Por copiar unos párrafos de una tesis doctoral, por plagiar un artículo científico, por suplantar un nombre o por no hacer las preceptivas referencias bibliográficas han dimitido ministros alemanes. Cometer una simple infracción de tráfico le costó la carrera al asesor personal del ministro de energía y medio ambiente del Reino Unido, con una frenética proyección política. Bastó un fin de semana en pareja, a gastos pagados en hotel de cinco estrellas, para que dimitiera el primer ministro austriaco.

El famoso caso Watergate, en 1972, limitó de forma drástica las prácticas ilegales de financiación de los partidos políticos en Estados Unidos.
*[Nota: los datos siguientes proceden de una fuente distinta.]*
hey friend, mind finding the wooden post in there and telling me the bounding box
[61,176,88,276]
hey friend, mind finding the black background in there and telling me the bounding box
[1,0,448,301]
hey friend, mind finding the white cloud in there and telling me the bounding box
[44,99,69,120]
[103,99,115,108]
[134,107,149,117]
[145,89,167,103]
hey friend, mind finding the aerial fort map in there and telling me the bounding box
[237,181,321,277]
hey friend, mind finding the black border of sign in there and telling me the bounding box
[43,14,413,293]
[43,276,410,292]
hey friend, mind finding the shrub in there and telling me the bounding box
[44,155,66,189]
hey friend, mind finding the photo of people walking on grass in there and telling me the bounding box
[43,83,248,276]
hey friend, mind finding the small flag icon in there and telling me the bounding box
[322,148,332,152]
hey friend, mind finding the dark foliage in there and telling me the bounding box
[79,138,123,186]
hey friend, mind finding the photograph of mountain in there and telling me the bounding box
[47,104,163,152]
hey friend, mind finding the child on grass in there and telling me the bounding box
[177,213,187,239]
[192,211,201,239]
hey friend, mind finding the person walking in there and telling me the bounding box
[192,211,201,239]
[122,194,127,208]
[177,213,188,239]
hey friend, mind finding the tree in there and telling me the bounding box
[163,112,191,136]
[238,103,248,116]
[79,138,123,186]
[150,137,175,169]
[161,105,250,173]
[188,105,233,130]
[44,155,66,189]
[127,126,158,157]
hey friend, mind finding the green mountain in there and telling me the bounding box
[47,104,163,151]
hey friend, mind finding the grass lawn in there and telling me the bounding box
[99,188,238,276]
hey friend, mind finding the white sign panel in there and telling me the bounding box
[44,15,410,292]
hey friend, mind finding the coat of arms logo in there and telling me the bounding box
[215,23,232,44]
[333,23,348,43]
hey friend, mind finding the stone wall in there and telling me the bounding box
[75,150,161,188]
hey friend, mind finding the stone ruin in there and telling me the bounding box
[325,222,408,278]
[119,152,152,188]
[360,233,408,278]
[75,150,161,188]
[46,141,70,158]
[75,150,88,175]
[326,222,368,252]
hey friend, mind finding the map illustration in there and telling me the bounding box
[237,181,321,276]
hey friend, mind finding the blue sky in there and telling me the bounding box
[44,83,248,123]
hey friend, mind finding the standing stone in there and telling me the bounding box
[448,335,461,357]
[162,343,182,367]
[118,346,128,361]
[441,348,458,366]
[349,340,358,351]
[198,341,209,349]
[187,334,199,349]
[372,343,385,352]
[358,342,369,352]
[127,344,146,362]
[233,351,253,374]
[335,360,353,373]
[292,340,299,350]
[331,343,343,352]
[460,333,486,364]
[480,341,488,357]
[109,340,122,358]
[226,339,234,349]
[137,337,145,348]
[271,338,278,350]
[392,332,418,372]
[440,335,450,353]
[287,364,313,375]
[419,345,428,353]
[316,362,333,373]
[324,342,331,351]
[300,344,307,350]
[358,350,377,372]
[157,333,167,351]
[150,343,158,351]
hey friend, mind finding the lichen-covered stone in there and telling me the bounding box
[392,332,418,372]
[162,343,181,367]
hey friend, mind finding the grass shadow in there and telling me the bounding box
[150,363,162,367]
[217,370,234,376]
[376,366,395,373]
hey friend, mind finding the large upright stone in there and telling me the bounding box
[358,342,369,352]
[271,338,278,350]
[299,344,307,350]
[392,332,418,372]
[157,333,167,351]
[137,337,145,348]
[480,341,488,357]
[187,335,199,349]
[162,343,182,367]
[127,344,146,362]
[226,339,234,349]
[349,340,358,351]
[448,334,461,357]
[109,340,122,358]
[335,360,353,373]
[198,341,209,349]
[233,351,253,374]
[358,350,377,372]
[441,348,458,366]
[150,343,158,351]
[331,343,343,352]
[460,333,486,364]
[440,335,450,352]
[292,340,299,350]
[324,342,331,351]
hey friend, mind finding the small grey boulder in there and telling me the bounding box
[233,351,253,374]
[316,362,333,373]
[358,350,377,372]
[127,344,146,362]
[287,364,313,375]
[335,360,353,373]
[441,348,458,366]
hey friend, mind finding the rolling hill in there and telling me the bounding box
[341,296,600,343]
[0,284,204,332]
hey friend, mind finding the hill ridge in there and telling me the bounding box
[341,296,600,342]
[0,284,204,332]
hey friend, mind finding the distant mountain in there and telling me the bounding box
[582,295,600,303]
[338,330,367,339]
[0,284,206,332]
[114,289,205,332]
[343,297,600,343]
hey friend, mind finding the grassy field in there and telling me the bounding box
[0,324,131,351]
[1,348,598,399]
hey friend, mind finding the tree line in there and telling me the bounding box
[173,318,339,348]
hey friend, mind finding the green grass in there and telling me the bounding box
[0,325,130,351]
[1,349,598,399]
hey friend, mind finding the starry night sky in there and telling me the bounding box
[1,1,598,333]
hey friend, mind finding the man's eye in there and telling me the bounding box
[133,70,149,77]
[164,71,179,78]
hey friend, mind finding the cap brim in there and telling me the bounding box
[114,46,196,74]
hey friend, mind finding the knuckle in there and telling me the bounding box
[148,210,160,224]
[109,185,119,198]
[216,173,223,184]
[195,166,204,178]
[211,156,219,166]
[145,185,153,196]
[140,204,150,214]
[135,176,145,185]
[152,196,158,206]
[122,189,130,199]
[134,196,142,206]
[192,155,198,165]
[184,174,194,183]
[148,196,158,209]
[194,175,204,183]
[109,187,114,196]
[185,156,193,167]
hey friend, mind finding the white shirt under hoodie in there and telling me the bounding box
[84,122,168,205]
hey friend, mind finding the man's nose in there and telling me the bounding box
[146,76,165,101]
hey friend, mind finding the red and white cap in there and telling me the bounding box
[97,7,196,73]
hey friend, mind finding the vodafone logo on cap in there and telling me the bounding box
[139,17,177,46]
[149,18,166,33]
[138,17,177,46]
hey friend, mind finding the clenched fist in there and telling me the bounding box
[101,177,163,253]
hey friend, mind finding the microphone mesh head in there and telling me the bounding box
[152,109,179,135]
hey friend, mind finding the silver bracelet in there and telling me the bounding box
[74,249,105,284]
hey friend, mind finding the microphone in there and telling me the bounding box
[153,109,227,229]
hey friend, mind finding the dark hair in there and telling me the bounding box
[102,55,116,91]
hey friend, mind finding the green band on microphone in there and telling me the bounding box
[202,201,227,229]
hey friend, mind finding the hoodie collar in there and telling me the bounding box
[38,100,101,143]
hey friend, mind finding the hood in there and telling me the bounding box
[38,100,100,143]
Han existido dimisiones express, como la del ministro alemán de Trabajo, que en 33 días asumió dejar su cartera por un ‘error’ en el que murieron civiles en la región afgana de Kunduz.

Incluso, en un Estado tan poco dado a las reformas, ni a la abdicación, como El Vaticano se ha producido la retirada de Benedicto XVI, seiscientos años después de la última renuncia papal.

Aquí eso no se estila. Nadie dimite. No importa la imputación, ni la magnitud del delito. La desfachatez supera la poca ética de nuestros representantes. Eliminemos la palabra dimitir por su desuso.